Technical Note 20/5

LEG 181
SOUTHWEST PACIFIC GATEWAY


Paleohydrography of the Deep Pacific Source



Modified by R. Carter from Proposal 441-Rev Submitted By:

L. Carter, R.M. Carter, K.B. Lewis, I.N. McCave, C.S. Nelson, P.P.E. Weaver, and B. Alloway

Staff Scientist: Carl Richter
Co-Chief Scientists: Robert M. Carter* I.N. McCave

ABSTRACT

The circulation of cold, deep Antarctic Bottom Water (AABW) is one of the controlling factors in Earth's climate. Today, 40% of this water enters the world ocean through the Southwest Pacific Gateway as a thermohaline driven Deep Western Boundary Current (DWBC). South of 46°S, the DWBC is coupled with the wind-driven Antarctic Circumpolar Current (ACC). Understanding the evolution of the Pacific DWBC is fundamental to understanding world oceanic and climatic histories. The ACC-DWBC system has evolved since the late Oligocene (32-20 Ma), when plate movements created the first deep-water oceanic gaps south of Australia and South America.
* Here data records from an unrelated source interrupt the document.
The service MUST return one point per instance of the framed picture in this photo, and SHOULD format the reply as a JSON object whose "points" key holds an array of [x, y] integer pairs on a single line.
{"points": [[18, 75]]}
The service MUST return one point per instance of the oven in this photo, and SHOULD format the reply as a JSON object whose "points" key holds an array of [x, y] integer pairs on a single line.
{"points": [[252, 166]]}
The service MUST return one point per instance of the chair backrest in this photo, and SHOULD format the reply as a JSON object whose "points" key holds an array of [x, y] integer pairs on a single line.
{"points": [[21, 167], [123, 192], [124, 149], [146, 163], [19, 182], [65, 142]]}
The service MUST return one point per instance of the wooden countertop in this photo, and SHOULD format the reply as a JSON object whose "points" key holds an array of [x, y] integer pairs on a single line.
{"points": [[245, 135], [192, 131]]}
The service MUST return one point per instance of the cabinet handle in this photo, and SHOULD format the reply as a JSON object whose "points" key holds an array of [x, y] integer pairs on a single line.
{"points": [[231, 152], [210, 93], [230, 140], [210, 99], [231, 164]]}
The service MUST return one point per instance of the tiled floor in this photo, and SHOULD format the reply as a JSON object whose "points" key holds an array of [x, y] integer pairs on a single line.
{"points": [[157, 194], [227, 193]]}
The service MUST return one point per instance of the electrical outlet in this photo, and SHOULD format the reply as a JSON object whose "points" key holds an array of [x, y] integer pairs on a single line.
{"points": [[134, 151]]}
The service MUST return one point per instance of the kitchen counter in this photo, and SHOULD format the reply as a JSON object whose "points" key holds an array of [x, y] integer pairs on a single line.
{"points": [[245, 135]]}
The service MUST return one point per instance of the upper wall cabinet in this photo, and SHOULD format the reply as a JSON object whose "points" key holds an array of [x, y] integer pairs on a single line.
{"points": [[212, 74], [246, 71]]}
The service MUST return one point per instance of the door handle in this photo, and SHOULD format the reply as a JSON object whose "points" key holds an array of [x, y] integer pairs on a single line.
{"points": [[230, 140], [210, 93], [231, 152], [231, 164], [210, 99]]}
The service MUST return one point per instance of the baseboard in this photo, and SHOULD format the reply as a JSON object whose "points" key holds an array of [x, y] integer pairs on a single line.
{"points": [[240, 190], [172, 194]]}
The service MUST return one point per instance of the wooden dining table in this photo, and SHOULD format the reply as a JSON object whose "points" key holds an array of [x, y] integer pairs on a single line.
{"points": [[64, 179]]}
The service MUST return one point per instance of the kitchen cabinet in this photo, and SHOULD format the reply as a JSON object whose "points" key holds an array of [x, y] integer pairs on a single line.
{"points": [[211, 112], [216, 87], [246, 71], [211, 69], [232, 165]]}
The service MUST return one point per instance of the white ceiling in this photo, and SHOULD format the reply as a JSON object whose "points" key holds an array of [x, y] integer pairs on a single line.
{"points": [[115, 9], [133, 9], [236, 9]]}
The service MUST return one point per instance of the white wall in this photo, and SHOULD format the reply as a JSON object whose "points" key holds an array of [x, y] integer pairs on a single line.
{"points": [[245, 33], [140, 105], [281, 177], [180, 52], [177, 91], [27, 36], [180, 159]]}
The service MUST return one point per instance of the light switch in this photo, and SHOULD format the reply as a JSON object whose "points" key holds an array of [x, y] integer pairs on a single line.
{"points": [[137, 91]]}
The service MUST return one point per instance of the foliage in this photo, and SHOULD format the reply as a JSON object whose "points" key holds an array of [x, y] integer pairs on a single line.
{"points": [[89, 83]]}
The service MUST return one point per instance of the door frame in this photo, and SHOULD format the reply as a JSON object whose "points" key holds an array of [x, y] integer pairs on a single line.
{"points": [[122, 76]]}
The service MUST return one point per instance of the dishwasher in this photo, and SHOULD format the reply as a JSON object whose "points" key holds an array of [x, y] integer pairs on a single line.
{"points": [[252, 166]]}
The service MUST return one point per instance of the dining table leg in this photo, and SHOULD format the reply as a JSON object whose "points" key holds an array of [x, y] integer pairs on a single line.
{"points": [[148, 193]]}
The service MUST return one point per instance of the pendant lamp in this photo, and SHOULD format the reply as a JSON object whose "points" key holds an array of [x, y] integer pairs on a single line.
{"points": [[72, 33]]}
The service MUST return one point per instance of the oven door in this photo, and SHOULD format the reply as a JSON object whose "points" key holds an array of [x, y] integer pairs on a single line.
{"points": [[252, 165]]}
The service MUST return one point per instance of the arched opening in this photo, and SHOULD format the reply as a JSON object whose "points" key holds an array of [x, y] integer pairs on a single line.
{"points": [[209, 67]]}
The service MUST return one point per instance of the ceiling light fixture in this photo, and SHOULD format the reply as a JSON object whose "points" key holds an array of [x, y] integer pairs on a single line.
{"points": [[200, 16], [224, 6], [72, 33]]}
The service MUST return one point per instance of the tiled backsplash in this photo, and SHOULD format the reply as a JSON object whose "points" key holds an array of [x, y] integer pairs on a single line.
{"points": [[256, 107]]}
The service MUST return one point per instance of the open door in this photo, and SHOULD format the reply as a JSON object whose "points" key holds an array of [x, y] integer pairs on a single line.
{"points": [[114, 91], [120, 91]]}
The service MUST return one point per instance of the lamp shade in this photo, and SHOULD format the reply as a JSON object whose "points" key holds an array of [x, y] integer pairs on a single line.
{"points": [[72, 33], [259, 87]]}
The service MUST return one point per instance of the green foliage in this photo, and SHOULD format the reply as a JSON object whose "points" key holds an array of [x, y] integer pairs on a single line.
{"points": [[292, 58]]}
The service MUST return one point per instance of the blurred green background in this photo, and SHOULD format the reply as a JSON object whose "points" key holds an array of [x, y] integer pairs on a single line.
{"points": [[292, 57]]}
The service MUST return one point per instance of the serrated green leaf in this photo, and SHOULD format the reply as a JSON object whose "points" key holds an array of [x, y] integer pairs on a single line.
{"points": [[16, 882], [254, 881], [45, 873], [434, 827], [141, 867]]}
An excellent stratigraphic record of these events, and of the development of the modern ACC-DWBC, occurs in sediment drifts east of the New Zealand microcontinental plateau. Seven Southwest Pacific drill sites are proposed to reconstruct the stratigraphy, paleohydrography, and dynamics of the DWBC and related water masses. The proposed sites comprise a transect of water depths from 320 m to 4460 m, and span a latitudinal range from 39°S to 51°S. Only one previous hydraulic piston core site is located in this large region (Deep Sea Drilling Project [DSDP] Site 594), and earlier DSDP drilling (Sites 275-276) occurred at sites where Neogene sediment is largely missing due to DWBC erosion. Consequently, our knowledge of Southwest Pacific ocean history, and of the development of the ACC-DWBC system, is extremely poor. Coring during Leg 181 will provide the sedimentary sequences needed to study a range of high-priority problems in Southern Ocean Neogene paleohydrography, sedimentology, paleoclimatology, and micropaleontology.